Con il D.M. 31 marzo 2026, pubblicato in Gazzetta Ufficiale il 9 aprile, viene attestato che nel 2025 non si sono registrati scostamenti superiori al 2% tra inflazione reale e programmata, con effetti diretti sui contratti pubblici ancora regolati dal previgente codice.

Il contenuto del decreto

Il provvedimento certifica l’assenza di differenze significative tra inflazione reale e quella prevista, escludendo quindi l’attivazione del meccanismo di adeguamento dei prezzi previsto dalla normativa.
In particolare, non si rende applicabile l’incremento percentuale del “prezzo chiuso” disciplinato dall’art. 133, comma 3, del d.lgs. 163/2006.
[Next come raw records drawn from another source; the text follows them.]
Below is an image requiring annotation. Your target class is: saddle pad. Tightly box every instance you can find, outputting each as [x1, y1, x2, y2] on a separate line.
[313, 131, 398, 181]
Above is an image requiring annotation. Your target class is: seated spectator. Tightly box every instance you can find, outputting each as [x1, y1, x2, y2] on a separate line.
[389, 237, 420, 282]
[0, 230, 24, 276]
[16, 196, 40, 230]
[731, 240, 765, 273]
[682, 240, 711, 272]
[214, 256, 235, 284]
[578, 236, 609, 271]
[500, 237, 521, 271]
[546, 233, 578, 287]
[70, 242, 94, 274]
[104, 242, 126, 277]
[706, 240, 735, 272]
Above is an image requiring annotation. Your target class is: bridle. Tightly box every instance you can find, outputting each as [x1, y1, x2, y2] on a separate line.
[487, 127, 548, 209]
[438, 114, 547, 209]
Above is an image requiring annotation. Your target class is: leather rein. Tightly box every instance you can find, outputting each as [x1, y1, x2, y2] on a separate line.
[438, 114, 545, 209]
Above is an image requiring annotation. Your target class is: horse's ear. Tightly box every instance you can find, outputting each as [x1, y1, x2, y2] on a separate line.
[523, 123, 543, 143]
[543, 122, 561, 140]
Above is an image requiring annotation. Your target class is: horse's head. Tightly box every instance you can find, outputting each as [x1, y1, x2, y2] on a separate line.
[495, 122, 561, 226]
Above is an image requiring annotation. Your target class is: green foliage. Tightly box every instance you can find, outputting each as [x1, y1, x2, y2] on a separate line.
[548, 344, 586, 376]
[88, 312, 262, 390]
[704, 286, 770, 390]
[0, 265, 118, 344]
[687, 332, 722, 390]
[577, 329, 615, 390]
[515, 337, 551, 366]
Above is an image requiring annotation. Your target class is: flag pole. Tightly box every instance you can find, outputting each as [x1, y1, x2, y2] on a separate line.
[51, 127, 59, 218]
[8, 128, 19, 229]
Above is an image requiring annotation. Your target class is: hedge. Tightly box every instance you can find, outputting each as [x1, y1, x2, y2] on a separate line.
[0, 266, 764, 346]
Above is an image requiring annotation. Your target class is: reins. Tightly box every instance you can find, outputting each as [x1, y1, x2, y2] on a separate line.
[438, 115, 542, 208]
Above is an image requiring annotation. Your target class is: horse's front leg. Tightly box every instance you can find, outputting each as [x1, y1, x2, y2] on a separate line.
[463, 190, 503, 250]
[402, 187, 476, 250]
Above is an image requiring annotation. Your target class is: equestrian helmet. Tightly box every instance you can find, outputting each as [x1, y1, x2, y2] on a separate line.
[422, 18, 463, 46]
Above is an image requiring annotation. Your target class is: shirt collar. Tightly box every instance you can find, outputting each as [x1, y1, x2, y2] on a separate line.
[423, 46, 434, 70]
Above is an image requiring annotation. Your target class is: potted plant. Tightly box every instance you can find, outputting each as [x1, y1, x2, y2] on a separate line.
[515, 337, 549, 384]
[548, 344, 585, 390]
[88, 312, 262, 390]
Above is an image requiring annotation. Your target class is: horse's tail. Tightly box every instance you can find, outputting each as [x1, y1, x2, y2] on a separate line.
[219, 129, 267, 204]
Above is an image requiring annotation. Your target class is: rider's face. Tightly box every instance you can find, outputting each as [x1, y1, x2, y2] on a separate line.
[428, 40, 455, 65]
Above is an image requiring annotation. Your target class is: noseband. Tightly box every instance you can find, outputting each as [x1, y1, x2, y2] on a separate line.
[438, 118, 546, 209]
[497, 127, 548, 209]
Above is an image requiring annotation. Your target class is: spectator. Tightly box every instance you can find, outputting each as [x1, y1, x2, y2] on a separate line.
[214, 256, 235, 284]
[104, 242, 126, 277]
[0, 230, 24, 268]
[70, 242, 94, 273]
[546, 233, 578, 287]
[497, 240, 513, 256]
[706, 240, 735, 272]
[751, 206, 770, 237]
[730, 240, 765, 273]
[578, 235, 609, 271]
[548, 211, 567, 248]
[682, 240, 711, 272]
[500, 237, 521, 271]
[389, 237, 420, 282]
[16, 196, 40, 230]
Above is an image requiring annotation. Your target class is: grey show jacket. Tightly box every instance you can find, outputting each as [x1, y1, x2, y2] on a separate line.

Il quadro normativo di riferimento

La disposizione continua a trovare applicazione per i contratti di lavori pubblici affidati prima dell’entrata in vigore del d.lgs. 50/2016 e ancora in corso di esecuzione. In tali casi, il prezzo contrattuale può essere adeguato solo se lo scostamento tra inflazione reale e programmata supera la soglia del 2%.
Qualora tale limite venga oltrepassato, il Ministero determina annualmente la percentuale di aumento da applicare, limitatamente alla quota eccedente.

Le implicazioni operative

L’attestazione contenuta nel decreto comporta, per il 2025, l’assenza di qualsiasi adeguamento dei corrispettivi nei contratti interessati. Le stazioni appaltanti e gli operatori economici dovranno quindi fare riferimento ai prezzi originariamente stabiliti, senza possibilità di revisione legata all’inflazione.

Conclusioni

Il provvedimento conferma la natura eccezionale del meccanismo di aggiornamento del prezzo chiuso, che resta subordinato al superamento di una soglia significativa. In un contesto di stabilità relativa dei prezzi, viene quindi meno ogni automatismo di adeguamento, con effetti diretti sull’equilibrio economico dei contratti pubblici ancora regolati dalla disciplina previgente.